Server virtualization is quickly becoming a standard technology in many data centers today. While VMware augments hardware utilization significantly through the use of server virtualization, VMware’s Virtual Infrastructure (ESX) 3 also introduces new issues concerning the backup and recovery of virtual environments.
It is important to remember that it is just as critical to protect data created and utilized in virtual machines as it is to protect the data that is located in a single physical machine. This paper describes several approaches that can be used to back up VMware ESX Server 3.x and its underlying components using Symantec Backup Exec 12.5 for Windows Servers and the Backup Exec Agent for VMware Virtual Infrastructure (AVVI). This paper also discusses the relative advantages and disadvantages of each method.
VMware Virtual Infrastructure 3 backup and recovery challenges
As server consolidation continues to accelerate, placing larger and larger numbers of VMware “guest” virtual machines in a single virtualized environment, planning backup, restore, and disaster recovery of the virtual environment is becoming an essential requirement of managing your virtual infrastructure. VMware Virtual Infrastructure 3 (VI 3) has quickly become an industry standard for organizations that want to virtualize their IT environments.

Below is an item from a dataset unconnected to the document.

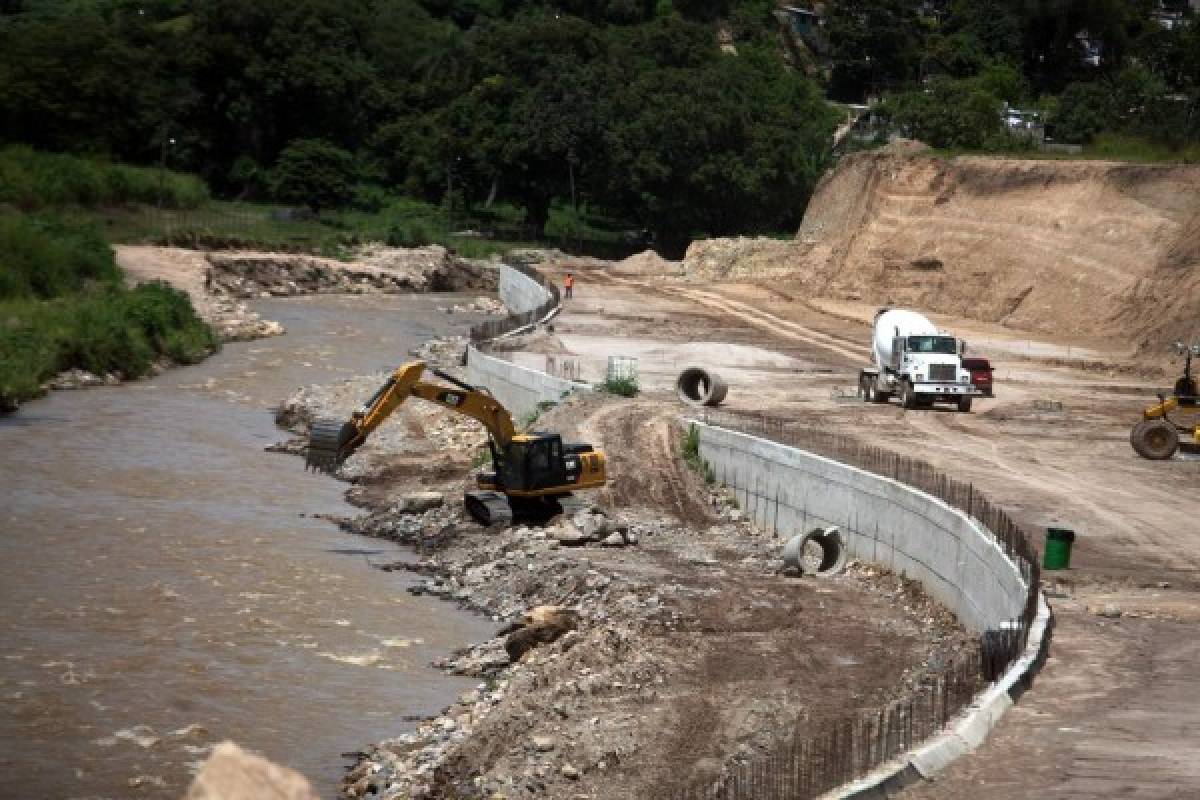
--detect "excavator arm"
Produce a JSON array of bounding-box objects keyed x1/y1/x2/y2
[{"x1": 305, "y1": 360, "x2": 514, "y2": 473}]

Companies are becoming dependent on efficient backup and quick recovery of their virtual systems—and the host systems they run on—to maintain business productivity and gain the cost savings that server virtualization delivers. This includes not only the guest virtual machines but also the applications that have been installed on them, such as Microsoft® Exchange®, SQL, and SharePoint Server. A lost ESX Server could impact multiple departments’ productivity for up to several hours, or even days, as the IT administrator struggles to recover the virtual environment and the individual guest virtual machines.
Administrators who are looking to protect their VMware environment quickly come to understand the frustration and time involved with backup technologies that are not built specifically for protection of virtual environments. Administrators and companies who have not had the experience of recovering a guest virtual machine using basic backup and recovery tools will face several limitations in recovering their data with older backup tools that were designed only for physical systems, including the need to:
- Install a backup agent inside of each guest virtual machine—or directly on the ESX Server
- Perform a time-consuming recovery of the entire guest virtual machine to recover a single file
- Perform separate backups for system-level and individual file–level recoveries
- Take guest virtual machines offline during backup in order to protect them completely
- Ensure that applications running inside the guest virtual machines can be recovered
- Use separate backup products for physical and virtual machines
Traditionally, these problems have been overcome through the use of VMware utilities that allow third-party backup software to perform backups within the ESX Service Console of live guest virtual machines. Unfortunately, performing live or “hot” backups of guest virtual machines using these utilities can require the use of scripts and Linux-based tools that usually require Linux scripting experience.
Additionally, these types of backups on the ESX Server can place an additional performance load on the entire ESX Server during backup, affecting all guest virtual machines on that ESX Server as well as all of the users connected to those guest virtual machines. Performing a hot backup can be difficult or impossible to manage manually. In addition, it is only cost-effective if it is both centralized and usable by the staff who need it.